Robert White: I'll take the question second. Izumi-san, you want to take the first question?
Izumi Tatsuya: I would like to first answer from my side. In terms of the impact of the ship hold in itself, it will continue into the fourth quarter because of the ship hold, because we're going to lose the revenue, that is about JPY 18 billion impact in the fourth quarter is going to appear. On the other hand, the costs related to ship hold, for instance, disposal of inventories, basically, that will be ended in the third quarter. There's no additional cost that will appear in the fourth quarter related to those types of costs.
Robert White: Pick up your question on surgical, and I'll ask Seiji to comment here as well. He's right next to me. Importantly, you correctly pointed out that patient's safety is fundamental to Olympus, and it's my personal top priority as Chief Executive Officer. So we will proactively in an abundance of caution when we see a signal, take a product temporarily off the market to make sure, and that's what you saw us do in Q3. Your question though gets deeper than that, which is, is there a fundamental cultural issue here with inside of surgical? I don't believe so. When I think about where we're at in our quality journey of strengthening the global harmonization of our quality systems, strengthening our quality capabilities, advancing the maturity and consistency of our quality systems and processes. We're doing that across. And Seiji, I'd like you to comment on how you feel about the quality of the products and your approach within side of SIS.

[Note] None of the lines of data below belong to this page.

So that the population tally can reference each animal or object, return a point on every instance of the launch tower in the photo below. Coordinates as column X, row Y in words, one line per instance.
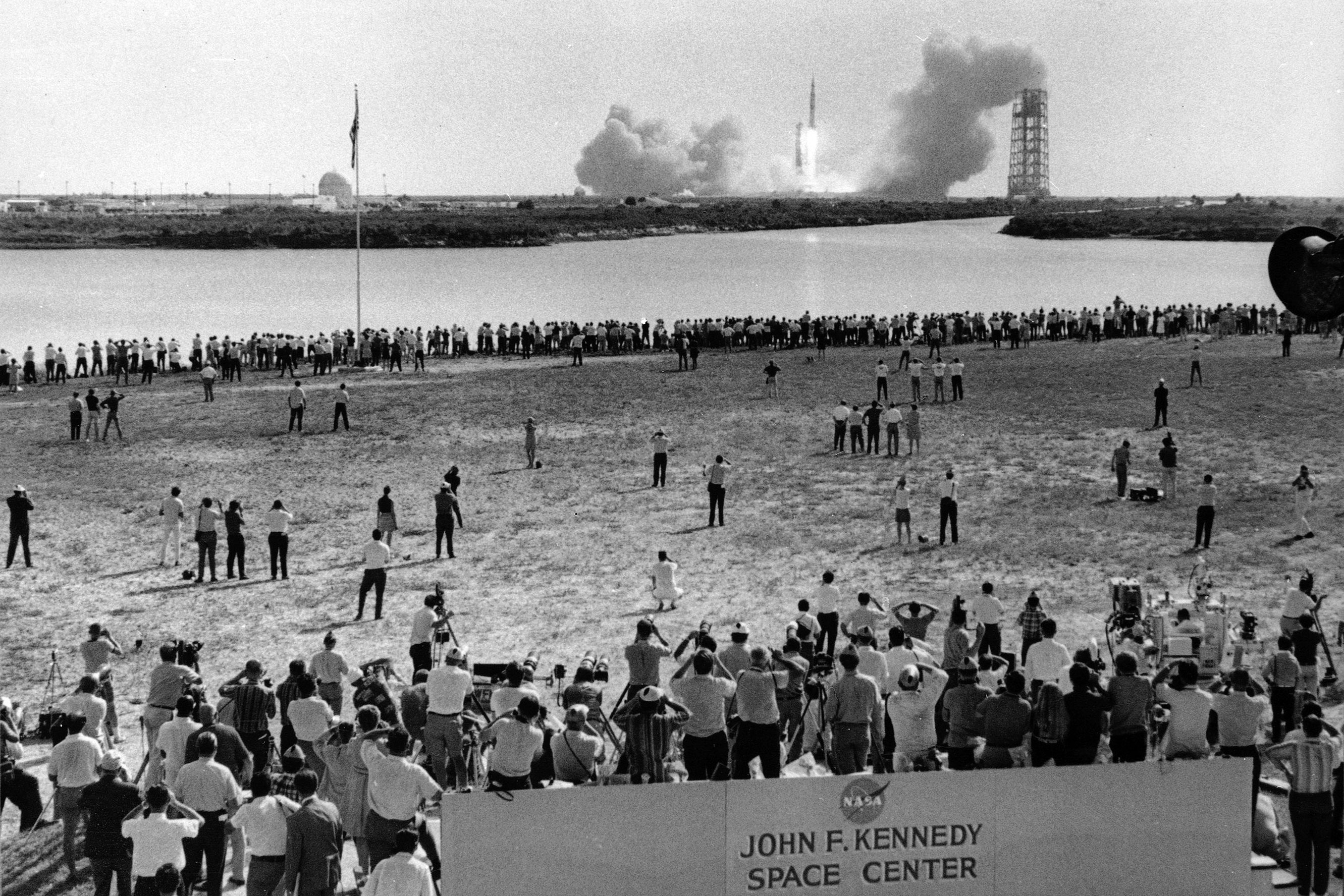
column 1029, row 153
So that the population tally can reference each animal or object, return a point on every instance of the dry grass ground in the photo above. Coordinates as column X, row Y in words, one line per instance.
column 558, row 558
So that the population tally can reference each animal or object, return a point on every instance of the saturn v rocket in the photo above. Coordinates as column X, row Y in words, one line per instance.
column 805, row 145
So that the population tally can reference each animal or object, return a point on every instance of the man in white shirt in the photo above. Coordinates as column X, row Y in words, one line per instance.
column 297, row 402
column 448, row 687
column 309, row 718
column 157, row 838
column 911, row 710
column 1046, row 659
column 72, row 767
column 948, row 497
column 173, row 512
column 262, row 821
column 331, row 671
column 990, row 610
column 173, row 739
column 397, row 789
column 377, row 556
column 664, row 581
column 401, row 874
column 840, row 417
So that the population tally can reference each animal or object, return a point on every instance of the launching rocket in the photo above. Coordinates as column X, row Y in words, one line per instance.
column 805, row 145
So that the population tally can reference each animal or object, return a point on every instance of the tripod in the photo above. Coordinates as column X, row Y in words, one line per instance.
column 54, row 676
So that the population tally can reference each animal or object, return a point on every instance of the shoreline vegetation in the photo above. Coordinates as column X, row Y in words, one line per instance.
column 250, row 223
column 1234, row 221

Seiji Kuramoto: I'm Kuramoto from SIS. I would like to respond to your question. So as Bob has just mentioned, specifically in SIS, I do not think that there is a fundamental issue in SIS because we are always putting patients first and the products that I sell in SIS, like energy devices, therapeutic devices, there are some products that have a higher risk. So we put patient's safety first. And we have taken proactive actions to put some products off the market. Going forward, from our point of view, for the therapeutic devices, because we want to grow in this area, we want always to put patients front and center and enhance the quality to be able to answer this. So this is essential. This is a thing that we have to go do for growth, and we want to go forward on this initiative. Thank you. [Statements in English on this transcript were spoken by an interpreter present on the live call.]